Battle for Attention in B2B Marketing

By | October 12, 2010

Diana Huff, always on top of interesting B2B Web Marketing happenings and insights, in a post entitled “Win the Battle for Attention by Creating Engaging Content“, points to an interesting e-Book from a UK-based B2B technology marketing agency: “The New B2B marketing Manifesto: Five imperatives and six staples you need to win the battle of attention.”

The premise is that from a B2B marketing perspective, we are living in a new world in which old rules, or ‘conventional wisdom,’ do not apply.  Today, it is about competing for attention, and the community’s attention span has been reduced significantly.  The part about throwing out conventional wisdom sounds to me to be an overly dramatic statement–I believe some of the marketing efforts in the past that focus on relationships can be transformed in the digital world–though I certainly agree that the landscape has shifted enormously.  We as B2B marketers have to adapt to new ways in which buyers get exposed to our messages, and how marketing efforts are tied more closely with accountability.
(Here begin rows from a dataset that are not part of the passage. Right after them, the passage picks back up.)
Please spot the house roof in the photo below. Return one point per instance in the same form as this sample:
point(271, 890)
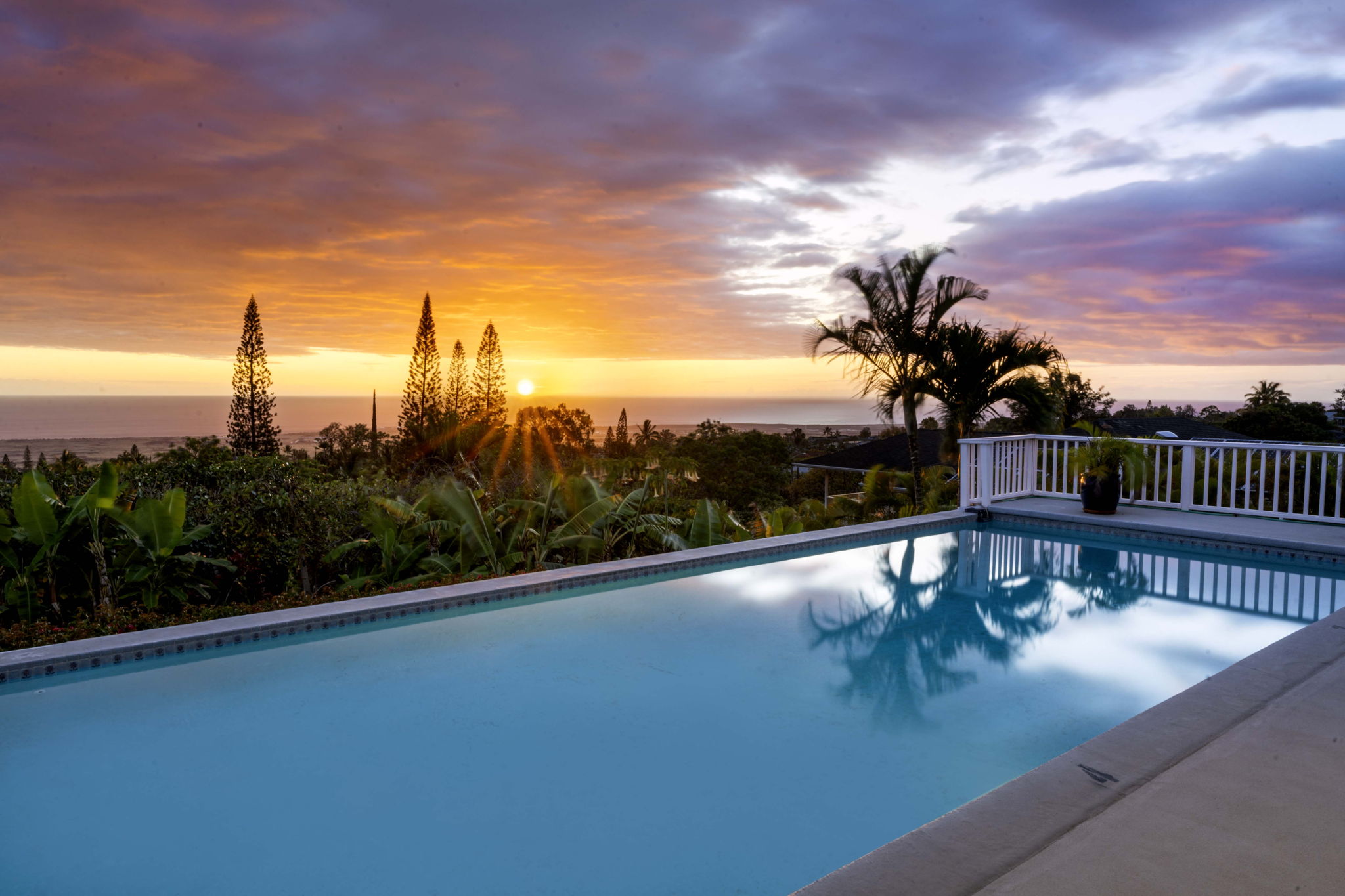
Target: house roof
point(1185, 427)
point(891, 453)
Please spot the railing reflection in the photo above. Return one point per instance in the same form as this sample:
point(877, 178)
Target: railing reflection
point(988, 593)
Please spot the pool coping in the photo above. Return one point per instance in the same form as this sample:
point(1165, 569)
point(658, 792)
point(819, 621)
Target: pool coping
point(135, 647)
point(965, 851)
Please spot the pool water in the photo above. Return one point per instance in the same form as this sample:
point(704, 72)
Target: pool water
point(743, 731)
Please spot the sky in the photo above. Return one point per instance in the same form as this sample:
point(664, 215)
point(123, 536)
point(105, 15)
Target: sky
point(654, 198)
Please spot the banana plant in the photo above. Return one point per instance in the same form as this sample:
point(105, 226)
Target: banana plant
point(89, 509)
point(712, 523)
point(628, 524)
point(404, 536)
point(152, 559)
point(780, 522)
point(30, 544)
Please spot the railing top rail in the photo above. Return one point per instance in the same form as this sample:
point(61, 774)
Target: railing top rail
point(1250, 444)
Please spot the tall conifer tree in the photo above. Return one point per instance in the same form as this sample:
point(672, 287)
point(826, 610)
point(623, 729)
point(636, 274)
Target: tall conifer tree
point(623, 435)
point(252, 417)
point(424, 386)
point(459, 389)
point(489, 403)
point(373, 427)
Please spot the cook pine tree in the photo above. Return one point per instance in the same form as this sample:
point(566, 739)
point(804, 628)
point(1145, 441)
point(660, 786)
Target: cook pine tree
point(424, 389)
point(459, 387)
point(489, 403)
point(252, 416)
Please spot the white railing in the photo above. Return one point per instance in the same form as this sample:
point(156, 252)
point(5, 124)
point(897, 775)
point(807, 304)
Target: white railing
point(1287, 481)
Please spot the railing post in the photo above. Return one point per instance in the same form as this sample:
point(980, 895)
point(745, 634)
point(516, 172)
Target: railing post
point(1029, 465)
point(1188, 477)
point(985, 481)
point(965, 475)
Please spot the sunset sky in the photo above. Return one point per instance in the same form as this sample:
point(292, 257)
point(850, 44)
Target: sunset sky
point(651, 198)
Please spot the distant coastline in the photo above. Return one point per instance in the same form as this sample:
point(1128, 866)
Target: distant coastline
point(97, 427)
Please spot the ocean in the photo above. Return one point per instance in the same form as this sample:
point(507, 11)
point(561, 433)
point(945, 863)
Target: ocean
point(101, 426)
point(96, 427)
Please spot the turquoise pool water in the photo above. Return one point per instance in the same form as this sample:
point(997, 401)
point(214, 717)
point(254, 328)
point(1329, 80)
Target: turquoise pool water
point(743, 731)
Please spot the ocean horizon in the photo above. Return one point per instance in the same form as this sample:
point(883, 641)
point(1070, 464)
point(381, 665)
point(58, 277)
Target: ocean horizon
point(120, 417)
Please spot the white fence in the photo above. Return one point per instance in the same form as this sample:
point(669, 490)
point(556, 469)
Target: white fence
point(1254, 479)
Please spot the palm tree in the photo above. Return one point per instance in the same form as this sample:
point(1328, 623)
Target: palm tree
point(974, 368)
point(1266, 394)
point(889, 347)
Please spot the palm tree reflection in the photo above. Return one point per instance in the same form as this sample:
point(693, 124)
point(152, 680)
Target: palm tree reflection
point(903, 649)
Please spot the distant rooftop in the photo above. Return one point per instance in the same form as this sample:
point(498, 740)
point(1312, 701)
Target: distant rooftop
point(1184, 427)
point(892, 453)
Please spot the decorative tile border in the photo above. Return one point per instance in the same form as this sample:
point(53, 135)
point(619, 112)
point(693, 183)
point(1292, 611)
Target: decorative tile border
point(185, 640)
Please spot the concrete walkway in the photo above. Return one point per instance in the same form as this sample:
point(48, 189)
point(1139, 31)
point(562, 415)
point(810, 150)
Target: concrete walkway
point(1234, 786)
point(1258, 811)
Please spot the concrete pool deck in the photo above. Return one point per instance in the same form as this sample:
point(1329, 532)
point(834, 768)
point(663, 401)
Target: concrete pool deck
point(1232, 786)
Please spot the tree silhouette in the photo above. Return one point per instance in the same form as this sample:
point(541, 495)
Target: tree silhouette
point(889, 349)
point(1266, 394)
point(252, 416)
point(423, 391)
point(458, 390)
point(973, 370)
point(489, 403)
point(646, 436)
point(373, 426)
point(623, 436)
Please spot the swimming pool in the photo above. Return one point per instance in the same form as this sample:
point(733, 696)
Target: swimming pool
point(741, 731)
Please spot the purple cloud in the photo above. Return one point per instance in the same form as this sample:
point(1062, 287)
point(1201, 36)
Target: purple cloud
point(562, 168)
point(1271, 96)
point(1242, 265)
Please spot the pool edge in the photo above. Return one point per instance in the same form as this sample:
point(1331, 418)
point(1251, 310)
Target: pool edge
point(966, 849)
point(129, 648)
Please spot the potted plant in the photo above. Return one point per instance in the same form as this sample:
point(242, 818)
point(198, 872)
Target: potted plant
point(1102, 464)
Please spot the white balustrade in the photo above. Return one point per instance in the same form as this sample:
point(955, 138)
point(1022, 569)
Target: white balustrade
point(1282, 480)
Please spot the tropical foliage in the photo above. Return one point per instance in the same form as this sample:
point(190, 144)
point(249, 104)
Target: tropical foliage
point(891, 347)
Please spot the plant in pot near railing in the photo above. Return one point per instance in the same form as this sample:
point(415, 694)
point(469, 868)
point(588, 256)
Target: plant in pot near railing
point(1103, 465)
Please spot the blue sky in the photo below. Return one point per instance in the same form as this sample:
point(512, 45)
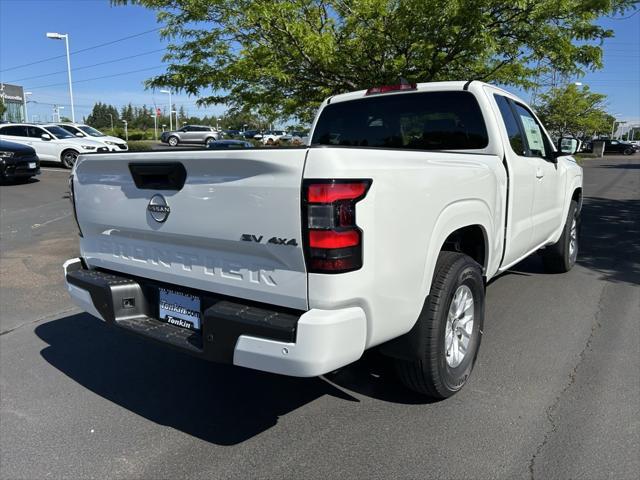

The new B2B marketer — as the e-Book explains — is “the engine of the company”, owing to the increasing importance of information, which the marketer controls (in my words, through crafting the message and the coupling of information dissemination and market feedback).  The core challenge in the current Internet environment, is about competing for attention.  Diana Huff summarizes it well:

To get someone’s attention, you have to earn it. And you do it through engaging content that explains why you do what you do, is genuine, fresh and insightful (versus being warmed over and dull), and that goes beyond digital — as in, it ties together the offline and online worlds we all inhabit.

Coupling the limited attention span of viewers with the need to gain attention, I would argue that engaging content has to be centrally about how the product or service you make is relevant to the prospective buyer (pretty much common sense).  This naturally points to methods that convey the product experience in ways that buyers can demonstrate it solves their problems, for example, using simulations that are embedded in real customer stories/issues.  Games and tricks will only go so far, and could distract the buyer long enough to lose his or her attention (or divert focus away from the compelling need your product fills).

In the e-Book, Velocity develops and explores the idea of the “WIIFM filter”, or “What’s In It For Me?” filter.  What does the buyer get from engaging your content?  Velocity proposes it has be one (or both) of the following:

  1. This will be useful to you.
  2. This will be entertaining.

Though I think the e-Book is very good already, if I were asked how to improve it (or follow-up to it), I would have liked to see more of discussion about the role of entertainment in marketing pieces and the danger in which it can eclipse the message.